Perhitungan Luas endapan material vulkanik yang baru yang terpantau dari citra satelit dan mengenai daerah hutan tersebut dikawatirkan dapat menyebabkan penurunan daerah resapan air hujan (catchmen area), sehingga jika terjadi hujan besar di daerah puncak gunung dapat menimbulkan bencana banjir pada daerah kaki gunung atau desa desa disekitar Gunung Merapi. Selain itu, juga dapat mengurangi debit air sungai dari mata air di Gunung Merapi yang banyak dipergunakan untuk pengairan persawahan sehingga secara ekonomi dapat juga menurunkan produksi padi persawahan disekitar kaki Gunung Merapi, dan juga persediaan air minum yang banyak dibutuhkan penduduk sekitar.

Upaya-upaya antisipasi penanggulangan bencana gunung api ini seperti pembangunan sabo, melakukan evakuasi penduduknya, dan penyusunan peta zonasi rawan bencana, dan sebagainya telah banyak dilakukan terutama oleh Departemen Pemukiman dan Prasarana Wilayah dan Departemen Pertambangan dan Energi.
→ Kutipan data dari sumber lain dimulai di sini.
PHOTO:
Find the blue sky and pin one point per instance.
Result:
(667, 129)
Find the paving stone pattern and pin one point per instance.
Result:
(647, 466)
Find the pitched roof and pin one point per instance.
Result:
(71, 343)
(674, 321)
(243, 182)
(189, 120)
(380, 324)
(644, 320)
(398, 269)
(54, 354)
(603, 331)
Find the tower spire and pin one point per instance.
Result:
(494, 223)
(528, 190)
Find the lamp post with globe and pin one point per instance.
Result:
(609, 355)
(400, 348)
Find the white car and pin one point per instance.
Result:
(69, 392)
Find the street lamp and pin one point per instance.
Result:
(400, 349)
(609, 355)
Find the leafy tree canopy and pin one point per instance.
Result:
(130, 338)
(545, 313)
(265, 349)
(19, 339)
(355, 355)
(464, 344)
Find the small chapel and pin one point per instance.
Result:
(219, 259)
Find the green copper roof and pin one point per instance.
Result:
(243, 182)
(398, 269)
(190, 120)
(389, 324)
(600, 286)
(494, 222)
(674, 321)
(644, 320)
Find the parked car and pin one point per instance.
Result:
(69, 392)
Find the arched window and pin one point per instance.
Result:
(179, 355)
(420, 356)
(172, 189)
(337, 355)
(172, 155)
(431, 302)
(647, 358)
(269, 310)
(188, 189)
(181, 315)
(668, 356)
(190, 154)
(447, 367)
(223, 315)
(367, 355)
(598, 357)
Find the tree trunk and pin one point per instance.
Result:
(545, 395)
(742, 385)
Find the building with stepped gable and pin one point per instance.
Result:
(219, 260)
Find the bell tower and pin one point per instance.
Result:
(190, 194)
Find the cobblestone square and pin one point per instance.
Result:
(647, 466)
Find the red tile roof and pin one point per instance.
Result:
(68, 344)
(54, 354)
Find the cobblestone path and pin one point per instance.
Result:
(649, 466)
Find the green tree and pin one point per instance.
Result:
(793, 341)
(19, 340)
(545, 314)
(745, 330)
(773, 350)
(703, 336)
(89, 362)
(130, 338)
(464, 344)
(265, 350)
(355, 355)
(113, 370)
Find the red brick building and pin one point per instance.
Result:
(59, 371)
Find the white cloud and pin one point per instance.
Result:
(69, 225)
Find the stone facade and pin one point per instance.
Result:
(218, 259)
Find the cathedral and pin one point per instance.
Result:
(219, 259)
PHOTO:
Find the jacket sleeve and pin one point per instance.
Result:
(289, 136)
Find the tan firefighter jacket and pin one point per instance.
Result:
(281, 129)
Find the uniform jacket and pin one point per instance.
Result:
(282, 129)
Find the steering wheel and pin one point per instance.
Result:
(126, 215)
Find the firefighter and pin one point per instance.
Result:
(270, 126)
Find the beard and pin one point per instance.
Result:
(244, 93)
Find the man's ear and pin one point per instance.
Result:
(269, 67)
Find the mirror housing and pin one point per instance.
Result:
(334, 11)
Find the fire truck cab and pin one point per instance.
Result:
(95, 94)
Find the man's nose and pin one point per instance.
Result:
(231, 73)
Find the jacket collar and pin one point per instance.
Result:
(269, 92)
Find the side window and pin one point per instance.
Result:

Akan tetapi sehubungan dengan daerah aliran lahar baru yang terpantau dari data satelit, guna mengantisipasi terjadinya bencana, perlu dipantau lagi kondisi daya tampung sabo atau bahkan mungkin diperlukan pembuatan sabo lain pada daerah aliran lahar baru khususnya di Wilayah Kecamatan Selo Kabupaten Boyolali

GAMBAR-GAMBAR HASIL INVENTARISASI

Citra Satelit MOS Gunung Merapi Jawa Tengah 2 Agustus 1991.

Citra Satelit Landsat Gunung Merapi Jawa Tengah 5 Desember 2000.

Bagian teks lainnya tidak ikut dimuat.